Recently, Ivy League schools including Harvard University and Brown University have disclosed that they are among the numerous institutional investors with allocations to bitcoin ETFs. That trend is further legitimizing crypto as an asset class and may have some individual investors wondering if they, too, should bank on bitcoin. Financial advisors have different stances on whether (and how much) clients should allocate to the highly volatile category, but they agree that it should be approached with caution. For example, most of AE Advisors’ clients have 5% to 10% allocated to Bitcoin via spot-price ETFs or digital custodians, president Mike Casey said. 

But Casey, who said he was among the first CFPs to recommend bitcoin allocations as far back as 2019, added, “please keep in mind that bitcoin has substantially more market cap and mainstream adoption than the other crypto tokens, which are still generally speculative in nature.”

Tokens of Advice

Retail demand is obviously there for spot crypto products like BlackRock’s iShares Bitcoin Trust ETFs (IBIT), which is approaching $90 billion in assets. But the extent to which advisors use certain products is influenced in part by their inclusion in model portfolios — and spot crypto ETFs are almost nonexistent there. “BlackRock is really the only one we’ve seen going forward with adding it into its model portfolios,” said Cindy Zarker, relationship manager at Fuse Research Network. “All of this is changing. You have a lot of firms that have various digital-asset offerings, and they’re promoting those offerings and how they can benefit a portfolio.”

There are signs that digital assets are maturing, said Clark Randall, director of financial planning at Creekmur Wealth Advisors. Those include BlackRock’s launch of IBIT and Congressional  passage last month of the Genius Act, he said. “In addition, research has shown that including an allocation of up to 7% in Bitcoin can improve the risk-adjusted return of a diversified investment portfolio.”

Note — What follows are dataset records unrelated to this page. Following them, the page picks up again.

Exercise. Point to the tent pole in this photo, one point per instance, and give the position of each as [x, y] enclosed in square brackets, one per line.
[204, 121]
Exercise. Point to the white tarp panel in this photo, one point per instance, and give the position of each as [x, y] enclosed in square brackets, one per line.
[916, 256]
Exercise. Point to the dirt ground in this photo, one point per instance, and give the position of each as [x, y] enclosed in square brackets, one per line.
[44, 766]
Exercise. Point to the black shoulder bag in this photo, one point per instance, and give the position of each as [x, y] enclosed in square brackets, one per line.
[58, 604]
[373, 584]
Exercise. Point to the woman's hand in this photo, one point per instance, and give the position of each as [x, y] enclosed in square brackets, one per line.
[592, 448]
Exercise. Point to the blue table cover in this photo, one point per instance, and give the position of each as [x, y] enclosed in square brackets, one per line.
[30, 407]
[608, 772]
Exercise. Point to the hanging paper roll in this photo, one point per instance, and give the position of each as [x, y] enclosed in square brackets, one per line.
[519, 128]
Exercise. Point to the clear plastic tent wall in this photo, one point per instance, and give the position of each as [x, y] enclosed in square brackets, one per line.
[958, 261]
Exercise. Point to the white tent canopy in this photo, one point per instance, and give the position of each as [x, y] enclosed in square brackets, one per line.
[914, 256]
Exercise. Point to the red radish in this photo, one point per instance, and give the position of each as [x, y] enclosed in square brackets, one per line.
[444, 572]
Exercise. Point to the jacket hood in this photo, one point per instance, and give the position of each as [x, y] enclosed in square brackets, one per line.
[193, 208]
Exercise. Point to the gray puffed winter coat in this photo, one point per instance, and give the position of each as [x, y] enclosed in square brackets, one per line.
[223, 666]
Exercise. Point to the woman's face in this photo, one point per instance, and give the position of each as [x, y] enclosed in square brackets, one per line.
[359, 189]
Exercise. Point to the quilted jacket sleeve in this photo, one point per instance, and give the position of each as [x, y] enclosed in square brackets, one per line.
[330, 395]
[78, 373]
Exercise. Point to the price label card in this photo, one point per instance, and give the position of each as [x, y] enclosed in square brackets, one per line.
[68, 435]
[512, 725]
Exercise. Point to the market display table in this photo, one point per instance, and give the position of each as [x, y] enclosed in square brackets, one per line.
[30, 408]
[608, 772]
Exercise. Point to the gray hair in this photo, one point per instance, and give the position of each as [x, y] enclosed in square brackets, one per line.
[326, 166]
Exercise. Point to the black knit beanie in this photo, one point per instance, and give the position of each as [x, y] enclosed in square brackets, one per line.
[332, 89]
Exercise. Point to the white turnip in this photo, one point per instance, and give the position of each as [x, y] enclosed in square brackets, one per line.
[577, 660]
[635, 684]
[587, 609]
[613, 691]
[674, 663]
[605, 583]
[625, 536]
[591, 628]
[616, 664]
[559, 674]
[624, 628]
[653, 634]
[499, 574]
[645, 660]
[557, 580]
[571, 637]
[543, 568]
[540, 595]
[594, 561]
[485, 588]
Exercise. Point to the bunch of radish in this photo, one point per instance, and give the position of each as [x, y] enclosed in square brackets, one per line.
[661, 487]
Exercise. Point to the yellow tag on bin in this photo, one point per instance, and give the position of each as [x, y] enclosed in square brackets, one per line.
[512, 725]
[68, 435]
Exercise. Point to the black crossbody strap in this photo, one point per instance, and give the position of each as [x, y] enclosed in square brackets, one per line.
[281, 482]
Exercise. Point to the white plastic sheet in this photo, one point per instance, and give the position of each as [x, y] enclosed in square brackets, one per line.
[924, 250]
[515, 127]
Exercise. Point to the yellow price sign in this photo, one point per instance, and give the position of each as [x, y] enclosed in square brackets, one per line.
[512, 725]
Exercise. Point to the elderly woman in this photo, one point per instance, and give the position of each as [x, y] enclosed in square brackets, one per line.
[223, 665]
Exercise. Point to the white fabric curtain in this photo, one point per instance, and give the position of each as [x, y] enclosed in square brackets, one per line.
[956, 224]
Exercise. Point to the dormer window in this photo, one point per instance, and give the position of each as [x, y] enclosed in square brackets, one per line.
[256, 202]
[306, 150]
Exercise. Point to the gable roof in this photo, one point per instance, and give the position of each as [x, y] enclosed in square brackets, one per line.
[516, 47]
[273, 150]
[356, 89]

Still, if more advisors are bullish on Bitcoin, it’s a new phenomenon. Data from a survey last year published by Fuse show:

  • Fewer than 20% of advisors said they would allocate a small portion of client assets to crypto.
  • Fewer than 5% would include a crypto ETF allocation for clients.

Time for Class: “Institutional interest from endowments and other large investors lends credibility to the ETF structure because it is regulated, custodied and easy to report for taxes,” said Jared Gagne, private wealth manager at Claro Advisors. “It does not make crypto less volatile. In wealth management, that distinction matters.”

Institutions have more time to weather that volatility than individuals, and allocations for clients should be satellite holdings at most, said Patrick Huey, owner of Victory Independent Planning. “The average individual investor can’t invest with a truly infinite time horizon and is more exposed to urgent liquidity needs, emotional stress and the risk that riding out a 70% crypto correction isn’t just uncomfortable, but catastrophic to their plans.”